The Fort Raleigh National Historic Site is at the northern tip of Roanoke Island, a 25 min drive south and then west from Kitty Hawk. The site is mostly dedicated to the story of the Lost Colony of Roanoke which goes as follows. In the year 1587, about 100 men, women and children made the nine week voyage over the Atlantic to establish a colony under the crown of Elizabeth I. The conditions, which included drought and strained relations with the natives, were not favorable to the colonists and eventually forced the return to their governor, John White, to England to organize the delivery of provisions to the perishing community in Roanoke. Mr. White was delayed in his return as the queen's ships were all tied up in the war with Spain. When he finally returned to the colony 3 years later, all trace of the community and its inhabitants had mysteriously vanished. There are all sorts of theories as to what happened to the colonists, none of them conclusive. The visitor center on the site describes how it all went down. Admission is free.
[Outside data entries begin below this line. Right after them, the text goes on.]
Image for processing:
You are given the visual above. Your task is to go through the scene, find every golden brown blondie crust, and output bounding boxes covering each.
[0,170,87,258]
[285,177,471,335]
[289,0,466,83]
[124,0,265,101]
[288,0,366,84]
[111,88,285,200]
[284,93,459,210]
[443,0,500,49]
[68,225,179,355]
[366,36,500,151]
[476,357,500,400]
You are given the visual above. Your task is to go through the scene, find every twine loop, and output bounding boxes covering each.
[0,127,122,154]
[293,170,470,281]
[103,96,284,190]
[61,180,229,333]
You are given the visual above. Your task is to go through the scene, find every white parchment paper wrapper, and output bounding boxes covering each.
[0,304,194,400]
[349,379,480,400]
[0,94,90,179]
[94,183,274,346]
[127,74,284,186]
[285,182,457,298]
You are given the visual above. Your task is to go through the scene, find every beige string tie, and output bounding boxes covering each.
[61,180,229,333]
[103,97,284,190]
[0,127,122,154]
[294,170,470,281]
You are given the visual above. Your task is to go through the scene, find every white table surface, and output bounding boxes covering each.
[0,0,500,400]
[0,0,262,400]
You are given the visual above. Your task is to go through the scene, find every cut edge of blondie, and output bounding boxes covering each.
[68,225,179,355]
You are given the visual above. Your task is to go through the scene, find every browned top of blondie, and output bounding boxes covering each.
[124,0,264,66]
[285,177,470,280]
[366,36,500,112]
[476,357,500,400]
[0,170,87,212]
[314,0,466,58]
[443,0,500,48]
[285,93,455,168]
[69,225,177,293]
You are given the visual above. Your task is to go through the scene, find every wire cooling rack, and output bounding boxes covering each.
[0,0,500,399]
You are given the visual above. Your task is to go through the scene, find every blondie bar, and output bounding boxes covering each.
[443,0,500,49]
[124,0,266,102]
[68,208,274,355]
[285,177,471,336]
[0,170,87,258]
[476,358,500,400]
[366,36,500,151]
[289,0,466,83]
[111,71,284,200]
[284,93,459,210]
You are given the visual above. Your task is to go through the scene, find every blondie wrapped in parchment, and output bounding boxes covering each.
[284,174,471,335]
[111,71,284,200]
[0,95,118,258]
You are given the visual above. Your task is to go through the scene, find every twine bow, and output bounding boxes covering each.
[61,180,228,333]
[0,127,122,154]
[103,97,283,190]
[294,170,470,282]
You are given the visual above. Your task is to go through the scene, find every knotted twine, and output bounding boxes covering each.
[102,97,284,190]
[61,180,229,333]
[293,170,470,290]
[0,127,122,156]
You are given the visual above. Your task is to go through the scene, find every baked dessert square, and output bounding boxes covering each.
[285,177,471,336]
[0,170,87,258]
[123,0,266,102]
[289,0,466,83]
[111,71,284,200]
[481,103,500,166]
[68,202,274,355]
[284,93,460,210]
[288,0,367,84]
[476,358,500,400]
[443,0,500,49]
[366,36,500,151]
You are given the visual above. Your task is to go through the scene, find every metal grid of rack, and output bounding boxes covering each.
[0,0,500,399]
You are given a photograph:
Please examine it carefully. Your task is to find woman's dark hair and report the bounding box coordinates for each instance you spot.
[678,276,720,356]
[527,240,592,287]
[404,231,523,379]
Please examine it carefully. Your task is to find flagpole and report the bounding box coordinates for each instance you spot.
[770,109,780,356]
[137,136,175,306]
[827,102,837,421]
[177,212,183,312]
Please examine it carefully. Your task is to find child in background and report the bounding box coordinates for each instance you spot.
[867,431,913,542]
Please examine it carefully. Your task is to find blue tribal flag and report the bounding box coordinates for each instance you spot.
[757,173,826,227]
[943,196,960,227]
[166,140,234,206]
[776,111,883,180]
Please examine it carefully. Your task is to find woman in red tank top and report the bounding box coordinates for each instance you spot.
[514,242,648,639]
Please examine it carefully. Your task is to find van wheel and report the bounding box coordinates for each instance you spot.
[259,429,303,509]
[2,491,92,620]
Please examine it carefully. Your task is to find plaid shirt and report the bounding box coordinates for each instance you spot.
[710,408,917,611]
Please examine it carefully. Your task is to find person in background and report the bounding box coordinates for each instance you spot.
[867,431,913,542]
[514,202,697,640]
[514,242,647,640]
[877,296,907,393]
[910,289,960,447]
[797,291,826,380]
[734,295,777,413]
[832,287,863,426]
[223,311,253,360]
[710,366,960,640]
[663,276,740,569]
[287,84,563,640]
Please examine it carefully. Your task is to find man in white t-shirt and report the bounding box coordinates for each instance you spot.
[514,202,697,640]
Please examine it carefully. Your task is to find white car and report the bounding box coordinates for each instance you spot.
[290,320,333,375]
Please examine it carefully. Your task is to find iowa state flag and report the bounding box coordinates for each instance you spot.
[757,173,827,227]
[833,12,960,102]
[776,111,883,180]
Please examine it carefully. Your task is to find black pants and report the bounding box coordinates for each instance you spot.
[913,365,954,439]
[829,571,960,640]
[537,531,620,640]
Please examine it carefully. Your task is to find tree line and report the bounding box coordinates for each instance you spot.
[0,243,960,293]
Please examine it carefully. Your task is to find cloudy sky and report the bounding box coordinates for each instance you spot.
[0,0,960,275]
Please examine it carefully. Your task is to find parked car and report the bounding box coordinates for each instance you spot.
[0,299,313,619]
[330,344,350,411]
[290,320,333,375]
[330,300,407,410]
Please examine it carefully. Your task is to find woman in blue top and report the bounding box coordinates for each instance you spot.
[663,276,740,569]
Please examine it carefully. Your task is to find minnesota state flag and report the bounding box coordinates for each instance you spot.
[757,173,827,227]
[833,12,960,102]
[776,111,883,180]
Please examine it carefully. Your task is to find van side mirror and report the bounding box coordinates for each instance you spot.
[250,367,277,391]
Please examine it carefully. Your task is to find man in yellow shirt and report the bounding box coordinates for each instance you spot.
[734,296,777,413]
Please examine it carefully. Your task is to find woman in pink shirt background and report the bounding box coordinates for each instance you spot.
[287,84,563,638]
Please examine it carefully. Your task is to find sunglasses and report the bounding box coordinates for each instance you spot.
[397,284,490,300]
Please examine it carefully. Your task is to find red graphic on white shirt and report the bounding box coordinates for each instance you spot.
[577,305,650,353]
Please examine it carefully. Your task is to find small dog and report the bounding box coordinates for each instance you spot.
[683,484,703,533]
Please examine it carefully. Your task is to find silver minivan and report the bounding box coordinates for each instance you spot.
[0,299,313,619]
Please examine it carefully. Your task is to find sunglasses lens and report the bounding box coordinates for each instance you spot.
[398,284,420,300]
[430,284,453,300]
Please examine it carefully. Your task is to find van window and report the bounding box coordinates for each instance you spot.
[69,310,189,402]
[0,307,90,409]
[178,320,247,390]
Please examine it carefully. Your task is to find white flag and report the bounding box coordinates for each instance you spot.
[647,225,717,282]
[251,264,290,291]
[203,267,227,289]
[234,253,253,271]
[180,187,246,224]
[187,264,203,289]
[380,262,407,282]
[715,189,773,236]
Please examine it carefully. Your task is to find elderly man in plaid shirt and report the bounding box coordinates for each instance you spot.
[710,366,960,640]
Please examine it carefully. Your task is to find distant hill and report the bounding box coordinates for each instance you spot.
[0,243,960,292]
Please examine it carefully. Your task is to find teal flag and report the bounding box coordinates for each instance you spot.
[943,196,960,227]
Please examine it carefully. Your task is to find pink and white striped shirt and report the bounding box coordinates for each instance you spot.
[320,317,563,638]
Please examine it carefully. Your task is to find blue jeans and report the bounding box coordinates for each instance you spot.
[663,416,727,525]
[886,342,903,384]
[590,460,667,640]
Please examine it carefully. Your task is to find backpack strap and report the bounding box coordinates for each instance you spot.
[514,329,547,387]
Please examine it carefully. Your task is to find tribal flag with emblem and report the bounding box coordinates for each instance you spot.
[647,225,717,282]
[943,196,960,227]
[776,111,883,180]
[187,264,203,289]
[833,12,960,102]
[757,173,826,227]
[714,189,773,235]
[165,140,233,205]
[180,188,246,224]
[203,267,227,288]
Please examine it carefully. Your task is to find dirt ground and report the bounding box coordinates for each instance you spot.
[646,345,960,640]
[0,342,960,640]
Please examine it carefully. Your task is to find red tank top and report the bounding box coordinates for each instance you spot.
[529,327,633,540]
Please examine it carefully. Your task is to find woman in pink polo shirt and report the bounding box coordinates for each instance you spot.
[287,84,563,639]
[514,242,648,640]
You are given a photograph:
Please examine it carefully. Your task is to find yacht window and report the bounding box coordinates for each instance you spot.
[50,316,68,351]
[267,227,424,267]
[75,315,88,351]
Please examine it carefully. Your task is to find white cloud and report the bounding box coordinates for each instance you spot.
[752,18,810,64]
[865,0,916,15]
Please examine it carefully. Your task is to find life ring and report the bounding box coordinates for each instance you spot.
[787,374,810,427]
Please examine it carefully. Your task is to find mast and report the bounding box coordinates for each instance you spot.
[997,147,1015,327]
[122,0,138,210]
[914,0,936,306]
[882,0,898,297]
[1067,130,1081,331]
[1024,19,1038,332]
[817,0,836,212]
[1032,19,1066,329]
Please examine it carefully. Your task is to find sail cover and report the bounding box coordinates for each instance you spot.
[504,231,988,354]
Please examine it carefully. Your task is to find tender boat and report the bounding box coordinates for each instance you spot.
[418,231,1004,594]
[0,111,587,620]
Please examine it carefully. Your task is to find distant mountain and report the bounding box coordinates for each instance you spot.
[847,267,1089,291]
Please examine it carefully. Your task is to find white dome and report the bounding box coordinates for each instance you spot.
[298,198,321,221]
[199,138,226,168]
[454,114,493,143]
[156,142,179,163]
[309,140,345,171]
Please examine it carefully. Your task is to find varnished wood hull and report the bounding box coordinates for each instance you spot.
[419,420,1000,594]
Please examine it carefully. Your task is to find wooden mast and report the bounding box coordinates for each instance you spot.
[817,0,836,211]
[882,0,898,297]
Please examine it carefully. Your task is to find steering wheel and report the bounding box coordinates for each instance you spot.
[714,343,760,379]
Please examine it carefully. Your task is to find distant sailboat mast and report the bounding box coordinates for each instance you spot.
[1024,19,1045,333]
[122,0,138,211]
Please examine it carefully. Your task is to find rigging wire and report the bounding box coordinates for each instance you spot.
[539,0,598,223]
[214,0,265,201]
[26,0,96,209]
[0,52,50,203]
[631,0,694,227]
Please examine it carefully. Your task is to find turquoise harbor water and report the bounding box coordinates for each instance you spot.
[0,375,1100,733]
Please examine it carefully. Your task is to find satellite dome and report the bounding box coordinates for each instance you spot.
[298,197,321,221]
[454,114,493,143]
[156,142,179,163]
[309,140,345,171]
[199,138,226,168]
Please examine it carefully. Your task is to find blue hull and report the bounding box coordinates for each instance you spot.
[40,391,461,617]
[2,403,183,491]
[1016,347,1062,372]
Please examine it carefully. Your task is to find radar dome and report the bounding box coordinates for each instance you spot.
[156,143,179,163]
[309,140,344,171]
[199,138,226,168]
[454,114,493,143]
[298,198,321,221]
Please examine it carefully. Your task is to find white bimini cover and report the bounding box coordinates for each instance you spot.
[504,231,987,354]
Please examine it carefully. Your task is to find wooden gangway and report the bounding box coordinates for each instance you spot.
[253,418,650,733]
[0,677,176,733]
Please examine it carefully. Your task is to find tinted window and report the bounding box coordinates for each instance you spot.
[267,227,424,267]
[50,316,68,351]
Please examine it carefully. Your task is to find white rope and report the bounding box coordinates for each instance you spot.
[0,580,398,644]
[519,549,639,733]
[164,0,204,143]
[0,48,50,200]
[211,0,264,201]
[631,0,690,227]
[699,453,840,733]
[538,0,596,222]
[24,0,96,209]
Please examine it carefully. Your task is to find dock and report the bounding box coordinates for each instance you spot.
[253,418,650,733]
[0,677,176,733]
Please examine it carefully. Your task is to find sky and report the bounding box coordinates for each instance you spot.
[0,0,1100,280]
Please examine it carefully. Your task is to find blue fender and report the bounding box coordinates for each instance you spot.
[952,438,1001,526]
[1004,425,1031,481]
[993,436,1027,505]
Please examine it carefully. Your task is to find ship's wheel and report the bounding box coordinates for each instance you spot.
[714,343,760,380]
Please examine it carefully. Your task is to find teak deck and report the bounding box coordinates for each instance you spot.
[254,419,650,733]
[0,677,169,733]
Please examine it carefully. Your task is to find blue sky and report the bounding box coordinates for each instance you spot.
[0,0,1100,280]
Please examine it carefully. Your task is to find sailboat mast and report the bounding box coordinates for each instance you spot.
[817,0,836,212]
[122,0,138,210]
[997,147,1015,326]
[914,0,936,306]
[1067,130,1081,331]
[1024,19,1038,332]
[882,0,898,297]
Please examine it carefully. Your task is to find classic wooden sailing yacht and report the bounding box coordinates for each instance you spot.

|Our crew goofing off onstage!|
Just steps away from the Visitor Center are the Elizabethan Gardens. These are lovely and worth the price of $12 per person. The ten acre garden recreates the fanciful and elaborate gardens that were designed to entertain Queen Elizabeth I during her reign. There is a gazebo, a butterfly house, a large lawn area, fountains, and antique statuary. There is an audio tour included which leaves you fiddling with your phone quite a bit. Better to just stroll and take in the gardens. The gardens opened in 1960 and are a project of the Garden Club of North Carolina. They are located right next to the Fort Raleigh site, but are a separate private entity. Here are a few pictures...
|The Elizabeth II at night|
Beach life in the Outer Banks is DA BOMB. People come here every summer to enjoy sun and sand with their families, and frankly, you could come to the Outer Banks and do nothing but sit on the beach. The sun is intense however and a beach umbrella is pretty much a must. Our beachfront apartment at the Outer Banks Beach Club Resort partnered with a business that would set up your rented chairs and green and white parasols daily for a fee of $150 for a week. We thought that was pretty steep so we skipped it, though we did squat under the umbrellas of beach goers who had abandoned their rentals for the day.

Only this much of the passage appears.